Personal information
- Born: November 23, 1965 (age 60) Wichita Falls, Texas, U.S.
- Listed height: 5 ft 10 in (1.78 m)
- Listed weight: 215 lb (98 kg)

Career information
- Position: Running back (No. 39)
- High school: Hirschi (Wichita Falls)
- College: Tulane
- NFL draft: 1988: 11th round, 294th overall pick

Career history

Playing
- New England Patriots (1988–1991);

Operations
- New England Patriots (1993–2008) Area scout; Atlanta Falcons (2009–2012) Area scout; Kansas City Chiefs (2013–2016) Director of college scouting; Buffalo Bills (2017–2018) National scout; Miami Dolphins (2019–2025) Assistant general manager;

Awards and highlights
- As an executive 3× Super Bowl champion (XXXVI, XXXVIII, XXXIX);

Career NFL statistics
- Rushing yards: 378
- Rushing average: 4
- Touchdowns: 2
- Stats at Pro Football Reference

= Marvin Allen (running back) =

American football player (born 1965)

Marvin Allen (born November 23, 1965) is an American former professional football player and executive who most recently served as the assistant General Manager for the Miami Dolphins of the National Football League (NFL). Before his executive career, he played running back and was selected by the Patriots in the 11th round of the 1988 NFL draft, a team he would play four seasons for.
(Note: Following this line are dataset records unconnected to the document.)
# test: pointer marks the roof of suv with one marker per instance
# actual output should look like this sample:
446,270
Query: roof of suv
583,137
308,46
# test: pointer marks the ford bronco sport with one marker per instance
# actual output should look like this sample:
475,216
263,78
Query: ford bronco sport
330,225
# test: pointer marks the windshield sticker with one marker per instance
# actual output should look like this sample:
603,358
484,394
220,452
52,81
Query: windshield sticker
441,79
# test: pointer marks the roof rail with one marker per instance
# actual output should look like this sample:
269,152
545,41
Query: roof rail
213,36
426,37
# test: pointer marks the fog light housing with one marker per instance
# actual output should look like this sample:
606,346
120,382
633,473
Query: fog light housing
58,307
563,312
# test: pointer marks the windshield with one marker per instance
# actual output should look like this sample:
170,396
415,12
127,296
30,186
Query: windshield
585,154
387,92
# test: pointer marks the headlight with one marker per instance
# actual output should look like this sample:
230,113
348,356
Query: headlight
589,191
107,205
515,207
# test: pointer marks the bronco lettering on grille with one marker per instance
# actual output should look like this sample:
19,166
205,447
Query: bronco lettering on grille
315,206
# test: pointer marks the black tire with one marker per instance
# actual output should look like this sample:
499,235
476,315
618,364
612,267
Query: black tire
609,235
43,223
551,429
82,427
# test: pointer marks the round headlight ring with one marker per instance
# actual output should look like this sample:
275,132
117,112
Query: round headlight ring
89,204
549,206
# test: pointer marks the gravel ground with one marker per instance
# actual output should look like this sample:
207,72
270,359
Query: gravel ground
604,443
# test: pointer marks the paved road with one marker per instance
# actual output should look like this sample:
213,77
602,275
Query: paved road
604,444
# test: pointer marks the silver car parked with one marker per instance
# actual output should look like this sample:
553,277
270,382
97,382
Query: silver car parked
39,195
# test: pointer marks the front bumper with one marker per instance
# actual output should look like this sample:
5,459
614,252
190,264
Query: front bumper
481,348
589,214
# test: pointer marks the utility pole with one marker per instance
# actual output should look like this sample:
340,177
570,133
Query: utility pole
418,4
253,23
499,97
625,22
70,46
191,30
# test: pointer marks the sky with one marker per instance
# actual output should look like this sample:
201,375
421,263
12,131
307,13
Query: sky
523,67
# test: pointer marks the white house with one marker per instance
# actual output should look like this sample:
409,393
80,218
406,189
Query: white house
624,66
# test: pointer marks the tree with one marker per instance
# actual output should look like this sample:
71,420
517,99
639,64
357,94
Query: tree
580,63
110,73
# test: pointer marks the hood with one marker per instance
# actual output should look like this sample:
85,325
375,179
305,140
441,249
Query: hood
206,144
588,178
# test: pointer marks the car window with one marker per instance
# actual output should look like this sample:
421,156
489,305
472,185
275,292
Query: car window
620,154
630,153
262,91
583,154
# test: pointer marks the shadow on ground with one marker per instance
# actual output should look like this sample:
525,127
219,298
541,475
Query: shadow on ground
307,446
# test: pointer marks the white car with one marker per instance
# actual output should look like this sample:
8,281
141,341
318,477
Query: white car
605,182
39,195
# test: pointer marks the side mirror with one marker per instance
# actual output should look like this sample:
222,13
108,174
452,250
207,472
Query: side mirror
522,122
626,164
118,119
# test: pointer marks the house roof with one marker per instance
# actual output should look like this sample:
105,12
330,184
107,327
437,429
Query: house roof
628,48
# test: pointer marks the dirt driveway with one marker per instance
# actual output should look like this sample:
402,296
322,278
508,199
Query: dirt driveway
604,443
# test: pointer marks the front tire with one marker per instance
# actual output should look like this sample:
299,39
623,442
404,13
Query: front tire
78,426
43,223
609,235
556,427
After retiring from playing, Allen worked in the New England Patriots' personnel department from 1993 through 2008. In 2009, he left New England for the Atlanta Falcons, working there through the 2013 NFL season. From 2013 through 2016, he was the Kansas City Chief's Director of College Scouting. In 2017, he was a National Scout for the Buffalo Bills before being hired as the Dolphin's new assistant general manager in 2019.

Allen was fired from the Miami Dolphins on January 13, 2026. Allen served under ex-general manager Chris Grier for his entire tenure with the team. He was with the team through the entire “Tank for Tua” era, from stripping the team of assets in 2019, to drafting Tua Tagovailoa in 2020, hiring McDaniel in 2022, and approval of awarding Tua Tagovailoa a $212.4 million extension.